For syndrome decoding of the two-dimensional receive matrix $\mathbf{B}$.
Despite only minor modifications compared to $\mathbf{A}$, there are now serious differences:
- Due to the first horizontal decoding, the "corrected" rows 2 and 4 now read equally: $(0, \, 1, \, 0, \, 1, \, 0, \, 0, \, 1)$, i.e., the last bit of these rows is miscorrected in each case.

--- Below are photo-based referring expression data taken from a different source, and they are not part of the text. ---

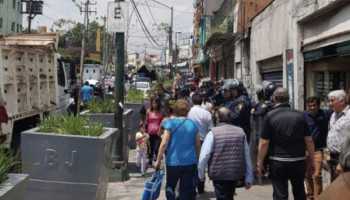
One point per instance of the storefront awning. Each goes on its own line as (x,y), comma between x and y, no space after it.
(219,39)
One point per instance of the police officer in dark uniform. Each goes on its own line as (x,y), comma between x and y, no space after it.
(258,113)
(264,105)
(238,101)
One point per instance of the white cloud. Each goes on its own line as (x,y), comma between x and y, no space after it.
(183,17)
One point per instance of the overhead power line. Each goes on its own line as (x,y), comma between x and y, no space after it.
(150,12)
(144,27)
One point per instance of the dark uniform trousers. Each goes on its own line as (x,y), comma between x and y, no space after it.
(281,173)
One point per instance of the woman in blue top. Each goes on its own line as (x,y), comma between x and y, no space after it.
(181,145)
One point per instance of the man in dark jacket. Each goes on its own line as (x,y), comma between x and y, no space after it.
(286,137)
(226,150)
(317,120)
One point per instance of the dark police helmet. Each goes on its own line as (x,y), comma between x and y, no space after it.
(268,89)
(230,84)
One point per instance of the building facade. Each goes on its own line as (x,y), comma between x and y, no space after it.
(10,17)
(302,45)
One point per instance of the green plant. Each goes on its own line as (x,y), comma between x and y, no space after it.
(102,106)
(6,164)
(135,96)
(72,125)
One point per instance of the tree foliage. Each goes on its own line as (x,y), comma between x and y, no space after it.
(71,34)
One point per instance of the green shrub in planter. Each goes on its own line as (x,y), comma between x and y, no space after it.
(135,96)
(102,106)
(72,125)
(5,165)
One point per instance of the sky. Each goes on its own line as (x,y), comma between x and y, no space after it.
(152,15)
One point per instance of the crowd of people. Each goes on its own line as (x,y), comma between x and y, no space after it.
(216,127)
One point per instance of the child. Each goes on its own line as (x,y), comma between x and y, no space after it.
(141,149)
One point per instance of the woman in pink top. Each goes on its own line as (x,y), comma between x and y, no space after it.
(153,120)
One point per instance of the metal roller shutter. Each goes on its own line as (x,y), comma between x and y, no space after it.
(272,70)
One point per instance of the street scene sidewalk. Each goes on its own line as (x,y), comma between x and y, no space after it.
(133,188)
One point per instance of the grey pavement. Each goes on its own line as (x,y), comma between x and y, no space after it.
(132,189)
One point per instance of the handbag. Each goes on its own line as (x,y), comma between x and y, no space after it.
(153,186)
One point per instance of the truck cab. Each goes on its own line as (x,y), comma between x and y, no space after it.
(32,82)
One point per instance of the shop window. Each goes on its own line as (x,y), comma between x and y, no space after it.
(13,27)
(326,82)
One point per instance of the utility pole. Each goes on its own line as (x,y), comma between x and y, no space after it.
(171,53)
(86,10)
(33,8)
(30,17)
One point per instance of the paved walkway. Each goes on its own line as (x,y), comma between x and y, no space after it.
(132,189)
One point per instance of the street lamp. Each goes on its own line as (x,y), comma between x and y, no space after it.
(176,47)
(171,53)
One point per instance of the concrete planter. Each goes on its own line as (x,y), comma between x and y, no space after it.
(66,167)
(120,153)
(14,187)
(106,119)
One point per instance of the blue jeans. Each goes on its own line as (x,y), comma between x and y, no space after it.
(187,175)
(224,190)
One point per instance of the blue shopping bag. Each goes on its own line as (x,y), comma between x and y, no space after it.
(153,186)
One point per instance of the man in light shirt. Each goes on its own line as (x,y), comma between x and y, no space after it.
(203,120)
(227,149)
(339,127)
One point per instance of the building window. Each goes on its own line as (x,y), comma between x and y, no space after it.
(19,6)
(13,27)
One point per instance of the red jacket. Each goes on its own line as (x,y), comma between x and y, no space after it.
(3,115)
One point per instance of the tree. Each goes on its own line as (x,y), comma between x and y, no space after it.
(71,34)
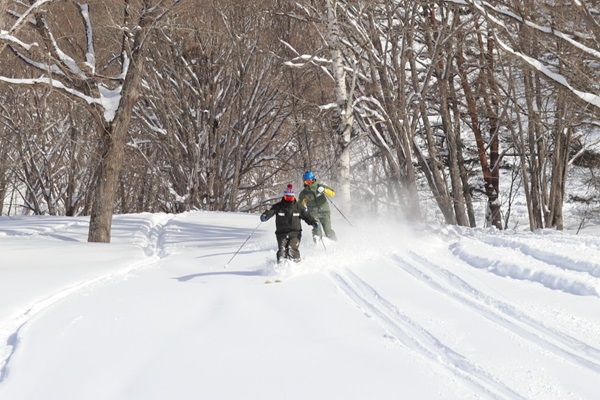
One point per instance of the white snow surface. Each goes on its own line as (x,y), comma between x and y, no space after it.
(387,312)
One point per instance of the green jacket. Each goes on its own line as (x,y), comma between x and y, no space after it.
(315,201)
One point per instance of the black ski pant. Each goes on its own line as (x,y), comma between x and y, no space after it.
(288,246)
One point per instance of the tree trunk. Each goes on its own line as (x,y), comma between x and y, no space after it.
(344,118)
(114,135)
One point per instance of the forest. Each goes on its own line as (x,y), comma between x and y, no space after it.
(421,110)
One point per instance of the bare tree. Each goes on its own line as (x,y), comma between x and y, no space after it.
(107,85)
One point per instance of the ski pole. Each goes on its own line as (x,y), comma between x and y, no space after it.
(322,241)
(248,238)
(331,201)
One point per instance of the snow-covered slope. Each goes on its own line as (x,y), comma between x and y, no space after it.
(388,312)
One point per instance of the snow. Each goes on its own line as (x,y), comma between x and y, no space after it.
(428,312)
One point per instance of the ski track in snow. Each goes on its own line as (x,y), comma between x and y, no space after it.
(547,267)
(417,338)
(501,313)
(151,241)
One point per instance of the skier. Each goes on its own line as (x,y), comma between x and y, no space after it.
(313,197)
(288,228)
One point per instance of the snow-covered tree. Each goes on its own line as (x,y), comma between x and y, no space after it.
(61,54)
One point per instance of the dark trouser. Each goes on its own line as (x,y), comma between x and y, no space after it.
(288,246)
(324,219)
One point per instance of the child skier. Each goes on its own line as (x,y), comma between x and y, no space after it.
(288,228)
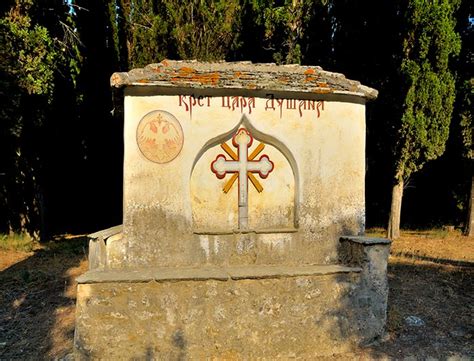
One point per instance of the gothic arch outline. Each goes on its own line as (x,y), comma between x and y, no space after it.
(265,138)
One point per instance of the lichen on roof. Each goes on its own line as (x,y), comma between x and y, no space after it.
(242,75)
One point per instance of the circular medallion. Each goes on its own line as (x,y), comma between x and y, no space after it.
(160,136)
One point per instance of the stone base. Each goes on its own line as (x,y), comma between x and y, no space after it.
(240,313)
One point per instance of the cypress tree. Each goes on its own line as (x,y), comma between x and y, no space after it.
(429,92)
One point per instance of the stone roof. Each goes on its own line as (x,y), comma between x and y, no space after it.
(242,75)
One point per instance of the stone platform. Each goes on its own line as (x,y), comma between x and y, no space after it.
(243,312)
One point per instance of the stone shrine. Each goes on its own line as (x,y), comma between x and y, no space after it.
(243,219)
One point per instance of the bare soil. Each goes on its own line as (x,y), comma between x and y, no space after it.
(430,276)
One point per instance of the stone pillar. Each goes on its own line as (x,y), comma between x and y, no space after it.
(370,299)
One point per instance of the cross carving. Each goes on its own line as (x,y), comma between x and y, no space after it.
(242,166)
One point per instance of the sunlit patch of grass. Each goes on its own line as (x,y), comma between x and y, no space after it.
(17,242)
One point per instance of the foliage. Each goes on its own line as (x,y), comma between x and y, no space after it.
(191,29)
(283,26)
(466,122)
(430,85)
(31,58)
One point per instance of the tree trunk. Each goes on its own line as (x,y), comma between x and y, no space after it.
(469,231)
(393,230)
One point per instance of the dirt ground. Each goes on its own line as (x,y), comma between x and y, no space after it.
(430,276)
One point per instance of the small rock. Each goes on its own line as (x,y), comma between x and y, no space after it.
(457,333)
(414,321)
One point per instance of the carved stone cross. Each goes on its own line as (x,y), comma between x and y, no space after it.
(243,166)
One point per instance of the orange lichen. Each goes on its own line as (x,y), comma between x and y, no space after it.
(184,70)
(212,78)
(321,90)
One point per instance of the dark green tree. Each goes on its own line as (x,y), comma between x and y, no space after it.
(429,93)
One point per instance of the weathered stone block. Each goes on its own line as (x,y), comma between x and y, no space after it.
(247,318)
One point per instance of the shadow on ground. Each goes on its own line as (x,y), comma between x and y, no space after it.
(439,294)
(37,301)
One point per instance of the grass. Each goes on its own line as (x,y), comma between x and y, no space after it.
(430,275)
(20,242)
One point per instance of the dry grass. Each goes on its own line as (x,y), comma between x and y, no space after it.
(430,276)
(37,299)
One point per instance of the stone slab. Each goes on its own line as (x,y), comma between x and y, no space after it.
(279,318)
(367,241)
(242,75)
(210,273)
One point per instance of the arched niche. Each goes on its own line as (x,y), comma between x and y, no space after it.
(274,208)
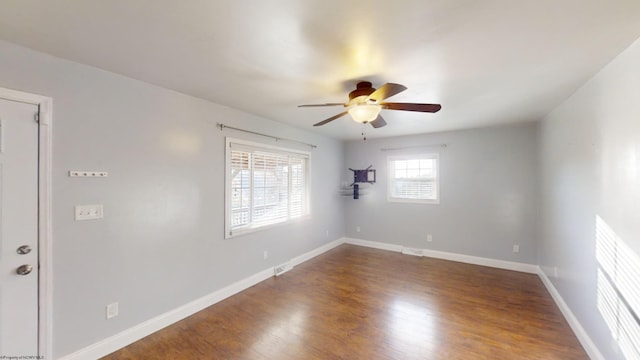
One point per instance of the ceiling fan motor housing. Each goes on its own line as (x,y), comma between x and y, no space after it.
(363,88)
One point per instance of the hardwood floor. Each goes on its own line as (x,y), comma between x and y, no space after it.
(359,303)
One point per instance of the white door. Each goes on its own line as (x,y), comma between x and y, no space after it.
(18,229)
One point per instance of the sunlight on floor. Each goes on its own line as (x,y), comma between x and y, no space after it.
(413,326)
(618,288)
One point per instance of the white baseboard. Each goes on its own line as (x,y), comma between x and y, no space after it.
(122,339)
(373,244)
(500,264)
(588,344)
(476,260)
(313,253)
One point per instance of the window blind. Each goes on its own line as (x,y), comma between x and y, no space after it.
(267,186)
(414,179)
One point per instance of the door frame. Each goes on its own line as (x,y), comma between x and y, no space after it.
(45,278)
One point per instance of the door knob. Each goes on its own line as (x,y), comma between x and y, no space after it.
(24,270)
(24,250)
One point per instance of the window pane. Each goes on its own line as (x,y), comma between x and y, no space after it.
(414,179)
(265,187)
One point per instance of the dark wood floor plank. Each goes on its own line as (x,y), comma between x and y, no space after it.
(360,303)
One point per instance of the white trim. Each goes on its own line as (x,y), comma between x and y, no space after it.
(120,340)
(318,251)
(392,178)
(45,274)
(374,244)
(586,342)
(500,264)
(584,338)
(476,260)
(250,146)
(148,327)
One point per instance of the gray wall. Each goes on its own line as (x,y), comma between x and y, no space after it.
(488,194)
(590,163)
(161,243)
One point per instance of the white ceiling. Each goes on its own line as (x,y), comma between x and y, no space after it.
(487,62)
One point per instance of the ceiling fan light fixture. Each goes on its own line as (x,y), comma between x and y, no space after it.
(364,113)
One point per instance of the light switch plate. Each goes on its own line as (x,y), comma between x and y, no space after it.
(81,173)
(89,212)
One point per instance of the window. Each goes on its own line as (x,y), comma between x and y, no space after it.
(414,178)
(264,186)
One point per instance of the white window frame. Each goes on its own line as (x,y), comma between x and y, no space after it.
(391,178)
(231,232)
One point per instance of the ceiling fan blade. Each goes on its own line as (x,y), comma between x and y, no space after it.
(331,118)
(378,122)
(412,107)
(318,105)
(387,90)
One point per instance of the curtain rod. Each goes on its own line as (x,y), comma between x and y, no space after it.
(413,147)
(276,138)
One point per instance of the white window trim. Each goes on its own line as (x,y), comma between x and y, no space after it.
(391,177)
(231,233)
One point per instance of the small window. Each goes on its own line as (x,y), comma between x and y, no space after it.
(414,178)
(264,186)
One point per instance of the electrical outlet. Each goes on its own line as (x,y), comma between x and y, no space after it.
(112,310)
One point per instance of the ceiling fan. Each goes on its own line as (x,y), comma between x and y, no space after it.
(365,103)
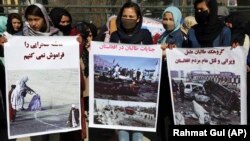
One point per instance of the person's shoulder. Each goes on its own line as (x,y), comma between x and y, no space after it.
(145,31)
(20,33)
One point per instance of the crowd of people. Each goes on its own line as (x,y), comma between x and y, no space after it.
(204,29)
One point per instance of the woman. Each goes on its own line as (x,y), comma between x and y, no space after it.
(171,37)
(85,33)
(210,31)
(38,22)
(128,23)
(188,22)
(61,19)
(14,23)
(237,24)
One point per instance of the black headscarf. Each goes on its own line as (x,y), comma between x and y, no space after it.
(9,25)
(238,27)
(56,16)
(136,35)
(207,33)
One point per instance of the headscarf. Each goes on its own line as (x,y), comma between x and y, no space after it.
(9,25)
(207,33)
(177,22)
(136,36)
(188,22)
(50,30)
(56,15)
(3,22)
(238,28)
(111,27)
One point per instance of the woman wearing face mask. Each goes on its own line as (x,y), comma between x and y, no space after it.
(129,22)
(38,22)
(14,23)
(171,37)
(210,31)
(61,19)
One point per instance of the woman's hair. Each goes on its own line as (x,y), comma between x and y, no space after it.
(131,5)
(137,9)
(35,11)
(199,1)
(56,15)
(84,29)
(12,16)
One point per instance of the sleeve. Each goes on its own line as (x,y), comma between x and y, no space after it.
(147,37)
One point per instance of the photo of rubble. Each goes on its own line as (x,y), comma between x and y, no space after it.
(126,78)
(203,97)
(109,112)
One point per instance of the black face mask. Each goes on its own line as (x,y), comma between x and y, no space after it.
(202,17)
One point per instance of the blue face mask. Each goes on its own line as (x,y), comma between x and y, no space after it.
(201,17)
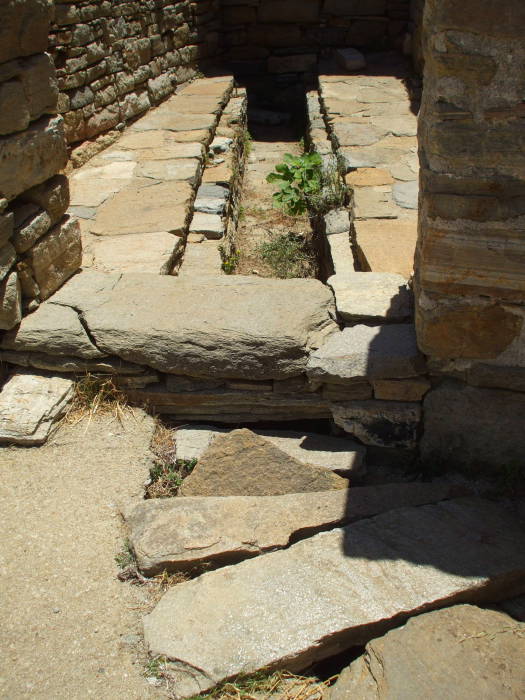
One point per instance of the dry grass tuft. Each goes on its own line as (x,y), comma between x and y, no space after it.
(281,685)
(96,394)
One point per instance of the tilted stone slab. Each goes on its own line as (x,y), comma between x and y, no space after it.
(339,455)
(371,296)
(334,591)
(242,463)
(221,327)
(460,652)
(178,534)
(373,352)
(30,406)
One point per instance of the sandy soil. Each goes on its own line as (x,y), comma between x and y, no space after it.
(70,628)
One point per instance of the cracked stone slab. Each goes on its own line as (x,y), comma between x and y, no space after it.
(55,327)
(340,455)
(178,534)
(30,406)
(241,463)
(372,296)
(335,590)
(371,352)
(255,328)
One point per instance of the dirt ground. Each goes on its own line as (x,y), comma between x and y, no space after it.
(70,628)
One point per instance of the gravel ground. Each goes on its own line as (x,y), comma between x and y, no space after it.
(70,629)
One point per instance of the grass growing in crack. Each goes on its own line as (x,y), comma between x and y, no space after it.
(286,254)
(96,394)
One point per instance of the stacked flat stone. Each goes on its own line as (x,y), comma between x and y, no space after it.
(39,247)
(117,59)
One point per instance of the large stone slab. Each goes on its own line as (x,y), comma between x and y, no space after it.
(242,463)
(30,405)
(371,296)
(178,534)
(373,352)
(460,652)
(339,455)
(225,327)
(334,591)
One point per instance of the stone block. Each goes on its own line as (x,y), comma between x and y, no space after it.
(56,257)
(367,352)
(32,156)
(474,429)
(24,28)
(10,301)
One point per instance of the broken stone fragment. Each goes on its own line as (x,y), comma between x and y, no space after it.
(339,589)
(30,406)
(241,463)
(463,652)
(340,455)
(179,534)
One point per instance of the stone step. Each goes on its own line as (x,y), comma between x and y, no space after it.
(334,591)
(340,455)
(31,406)
(180,534)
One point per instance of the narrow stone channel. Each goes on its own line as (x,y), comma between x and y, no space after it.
(262,224)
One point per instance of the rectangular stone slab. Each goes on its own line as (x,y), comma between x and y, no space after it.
(238,327)
(335,590)
(178,534)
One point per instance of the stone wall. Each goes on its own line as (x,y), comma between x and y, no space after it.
(39,246)
(470,263)
(276,37)
(117,59)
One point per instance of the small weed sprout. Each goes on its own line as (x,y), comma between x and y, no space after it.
(285,253)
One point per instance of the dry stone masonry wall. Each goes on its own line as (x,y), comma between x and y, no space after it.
(470,264)
(39,246)
(117,59)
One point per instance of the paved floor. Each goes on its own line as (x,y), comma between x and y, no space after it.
(68,625)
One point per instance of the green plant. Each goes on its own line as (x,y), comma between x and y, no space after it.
(285,253)
(297,177)
(125,557)
(229,260)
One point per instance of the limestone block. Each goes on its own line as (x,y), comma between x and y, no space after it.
(24,28)
(367,352)
(477,429)
(176,534)
(334,591)
(30,406)
(32,157)
(10,302)
(56,257)
(436,655)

- Vertical decoding results in identical columns 2, 4, and 6, namely $(0, \, 1, \, 0, \, 1, \, 0, \, 1)$. After that, there are three ones (or none) in each row and in each column.
- This constellation remains for arbitrary further (horizontal or vertical) decodings, because for $d_{\rm min} = 3$ always the syndrome $\underline{s}_0 = (0, \, 0, \, 0)$ results.
The correct solution is proposal 5.
(3) Comparing the coder– and receiver matrices (differences are marked in blue), one can create the error matrix by modulo 2 additions according to the following graph.
Matrix representation of coder, receiver and error pattern
The error matrix is equal to the receive matrix of $\mathbf{A}$ ⇒ again, proposed solution 3 is correct.